Because of limited bandwidth, we must allocate bandwidth effectively. We divide the bandwidth into three parts, as shown in Figure 3. For a mobile IPTV program which is encoded with H.264 and 360 × 288 resolutions (CIF quality), video transferring bit rate is 384 Kbps, and audio is 48 Kbps. Including the 40 Kbps of overhead, the total required bandwidth is 500 Kbps.
Assume the base station offers 11 Mbps of total bandwidth. After calculating, we can get 11, 6, 4 channels to multicast at same time for regions I, II, and III, respectively.
Region I is reserved for top N1 viewers count. The base station periodically recalculates the ranking for viewers count. After re-ranked, the new top N1 viewers count channel will be allocated in region I.

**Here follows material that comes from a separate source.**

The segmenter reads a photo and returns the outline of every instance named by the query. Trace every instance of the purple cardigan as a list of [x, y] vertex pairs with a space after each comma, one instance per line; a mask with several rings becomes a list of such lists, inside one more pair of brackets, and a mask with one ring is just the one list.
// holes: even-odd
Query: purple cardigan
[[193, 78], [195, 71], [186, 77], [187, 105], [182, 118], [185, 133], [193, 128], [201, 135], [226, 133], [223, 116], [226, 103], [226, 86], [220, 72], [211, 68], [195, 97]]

Region II is reserved for single cast channels. While user request for channel n, but n is not belonged to N1, N2, and N3. At this moment, the channel n is treated as a newly requested channel. If region II still has bandwidth to be allocated, channel n will be set up; otherwise channel n will be en-queued until there is available bandwidth for serving.
Region III is a mix of those channels associated with regions I and II. While re-calculating, as mentioned before in region I, some channels with decreasing viewers count will be kicked out of region I and be reallocated to region III (if there is available bandwidth in region III); in the same way, while more and more viewers join channels in region II, the viewers count of these channels will increase and perhaps these channels can be promoted to region III. These two cases mentioned above may happen at the same time and compete for bandwidth.
Figure 4 shows the primary parameters for the proposed system, hot-view channel list (HC-list), and personality-favorite channel list (PC-list). HC-list contains all the channels and is sorted by viewer counts. The viewer configures their own PC-list, and sends the list to the base station for preload (if bandwidth available) or scheduling.
HC-list is maintained by the base station, and the base station resorts the list by accumulating count of viewers. In addition, in every time unit (perhaps 30 or 60 min, usually a TV program playing duration), HC-list records rankings for every channel. According to the ranking on the HC-list, we can preload hot-view channels to proxy-hard in advance. Besides, viewer can send his PC-list while request channels to base station. The base station will reserve streaming in proxy hard-disk. So far, with the preloading in proxy hard-disk according to HC-list and PC-list, we can reduce IPTV channel zapping time and keep bandwidth allocation effectively. The other issue of how to allocate bandwidth will be discussed in the following section.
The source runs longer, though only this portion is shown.